I have just completed my first year as a program officer at a community foundation. Being a new Foundation staff member is really uncharted territory. There isn’t a handbook that tells you how to be an effective program officer and everyone seems to approach his or her position from a different perspective. I’ve made it my personal mission to try to demystify the foundation field for new foundation staff, prospective foundation staff, grant seekers, and most importantly for myself. In that vein, I have developed 6 pieces of advice for those new to the field that I hope makes your entrance into the foundation field a little less hazy.
- Don’t believe the hype- Positions at foundations are few and far between. There was probably a very talented applicant pool for your position and you must be very intelligent and knowledgeable about the nonprofit sector since you were chosen for your position. With that said I can pretty much guarantee that you are not as smart, funny, or as handsome (or pretty) as nonprofit and foundation staff alike may have you believe. Your program ideas are not suddenly brilliant, you are just sharing these ideas with a captive audience. False flattery is an unfortunate by-product of being in a position where you can make decisions about large amounts of money. You can handle this newfound access to wealth with grace and wisdom or you can act like a lottery winner. Please choose wisely.
- Treat grantees with the respect and reverence that they deserve- You get to spend your days with grantees and possible grantees that are the best and brightest of the nonprofit sector. They would make a lot more money if they used their immense talents working in the for profit sector but they are so passionate about the mission of their organizations that they choose to work for. Count yourself among the lucky few that get to spend most of your workday with passionate, idealistic people.
- Expand your professional network- The best ideas come from having a diverse professional network of people that have different opinions and experiences than you do. Join an affinity group of a different racial group, program area, or geographic interest to learn new approaches to issues that you face in your position.

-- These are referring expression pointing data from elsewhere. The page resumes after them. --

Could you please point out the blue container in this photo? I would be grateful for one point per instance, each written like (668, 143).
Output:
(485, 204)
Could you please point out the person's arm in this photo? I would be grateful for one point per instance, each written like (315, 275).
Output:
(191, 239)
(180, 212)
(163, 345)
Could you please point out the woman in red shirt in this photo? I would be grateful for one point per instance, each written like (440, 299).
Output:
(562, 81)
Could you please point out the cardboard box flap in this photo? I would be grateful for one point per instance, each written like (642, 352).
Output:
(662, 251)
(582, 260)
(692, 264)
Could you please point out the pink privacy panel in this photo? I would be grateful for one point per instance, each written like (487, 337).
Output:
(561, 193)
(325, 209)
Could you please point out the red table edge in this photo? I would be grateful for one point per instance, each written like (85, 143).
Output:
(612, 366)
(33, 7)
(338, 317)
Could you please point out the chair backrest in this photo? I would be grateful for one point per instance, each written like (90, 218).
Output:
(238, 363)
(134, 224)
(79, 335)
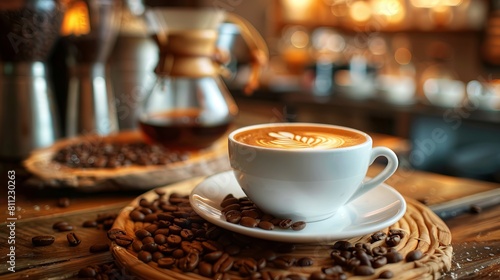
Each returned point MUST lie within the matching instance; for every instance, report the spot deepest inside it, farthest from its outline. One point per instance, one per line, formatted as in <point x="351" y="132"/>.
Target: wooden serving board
<point x="423" y="231"/>
<point x="49" y="173"/>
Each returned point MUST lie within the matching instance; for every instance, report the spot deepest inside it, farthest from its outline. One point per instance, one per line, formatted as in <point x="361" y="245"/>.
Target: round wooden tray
<point x="424" y="230"/>
<point x="52" y="174"/>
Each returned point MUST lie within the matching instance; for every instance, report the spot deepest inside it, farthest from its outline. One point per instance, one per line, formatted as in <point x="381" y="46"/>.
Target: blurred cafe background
<point x="423" y="71"/>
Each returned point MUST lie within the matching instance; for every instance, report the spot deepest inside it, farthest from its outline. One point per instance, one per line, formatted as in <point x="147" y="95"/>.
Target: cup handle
<point x="391" y="167"/>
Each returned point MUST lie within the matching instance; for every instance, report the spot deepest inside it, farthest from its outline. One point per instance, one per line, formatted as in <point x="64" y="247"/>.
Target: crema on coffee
<point x="300" y="137"/>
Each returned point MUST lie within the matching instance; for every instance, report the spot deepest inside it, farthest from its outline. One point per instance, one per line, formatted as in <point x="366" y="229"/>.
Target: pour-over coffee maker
<point x="189" y="106"/>
<point x="28" y="114"/>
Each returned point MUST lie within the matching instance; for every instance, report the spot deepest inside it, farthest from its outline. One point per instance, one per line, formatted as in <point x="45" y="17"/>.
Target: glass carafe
<point x="189" y="108"/>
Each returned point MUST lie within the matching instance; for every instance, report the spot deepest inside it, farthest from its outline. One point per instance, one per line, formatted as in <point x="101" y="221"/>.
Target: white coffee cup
<point x="305" y="171"/>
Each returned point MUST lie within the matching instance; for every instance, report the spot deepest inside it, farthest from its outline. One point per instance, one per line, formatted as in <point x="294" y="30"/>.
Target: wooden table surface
<point x="476" y="236"/>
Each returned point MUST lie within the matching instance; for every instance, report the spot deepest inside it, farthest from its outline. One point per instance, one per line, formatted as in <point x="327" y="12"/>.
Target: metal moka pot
<point x="28" y="115"/>
<point x="90" y="29"/>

- Get some support- This may be a circle of friends that you can bounce ideas off of, an affinity group like Emerging Practitioners in Philanthropy, which is designed to provide support and guidance to people new to the field of philanthropy, or a kickball team, where you can burn off some of the stress of your position. Figure out what kind of support would work the best for you and seek it out. If you can’t find that network of support, create your own.
- Never stop learning- The nonprofits that you interact with depend on your access to best practices in the field to improve their own work. Thoroughly read the reports from previous grantees. Are there lessons learned that might be applicable to other organizations that you are working with? Then share that information, within the limits of confidentiality. Scrupulously read about areas that your foundation makes grants in. Read about cities or states with similar demographics as your foundation’s geographic area. Are there any best practices from other locations that might be useful for the work that your foundation or grantees are doing?

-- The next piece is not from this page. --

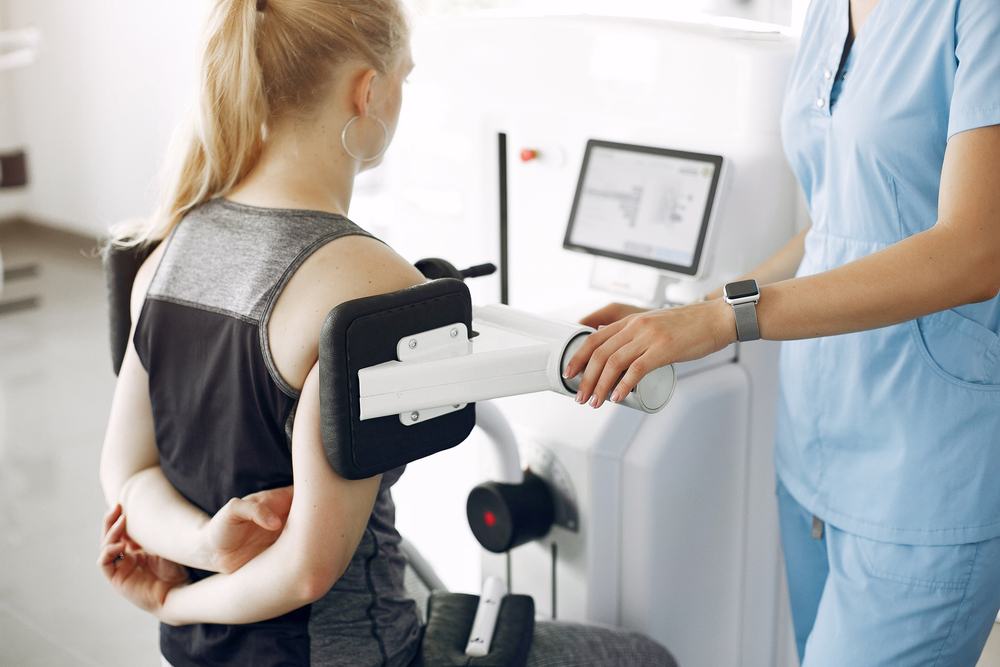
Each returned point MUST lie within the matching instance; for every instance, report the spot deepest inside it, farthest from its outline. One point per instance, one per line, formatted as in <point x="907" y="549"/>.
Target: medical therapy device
<point x="399" y="377"/>
<point x="637" y="161"/>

- Extend your hand to those that are interested in the field- When you were thinking about entering the field of philanthropy you either had a wonderful mentor that guided you through the process or you wish that you had. Be that mentor to someone else. There are many students and professionals that just need a few minutes of your time to figure out if the foundation field is a good fit for them. Be open to informational interviews, speaking at sessions about the work of program officers, or being a mentor informally or through a program at your alma mater. You may have also noticed that since you have entered the field you now know about position opening that you never would have heard about when you weren’t in the field. Share those opportunities with your network of people that are interested in starting a career in philanthropy.
Now it’s your turn. What advice would you give to new foundation staff?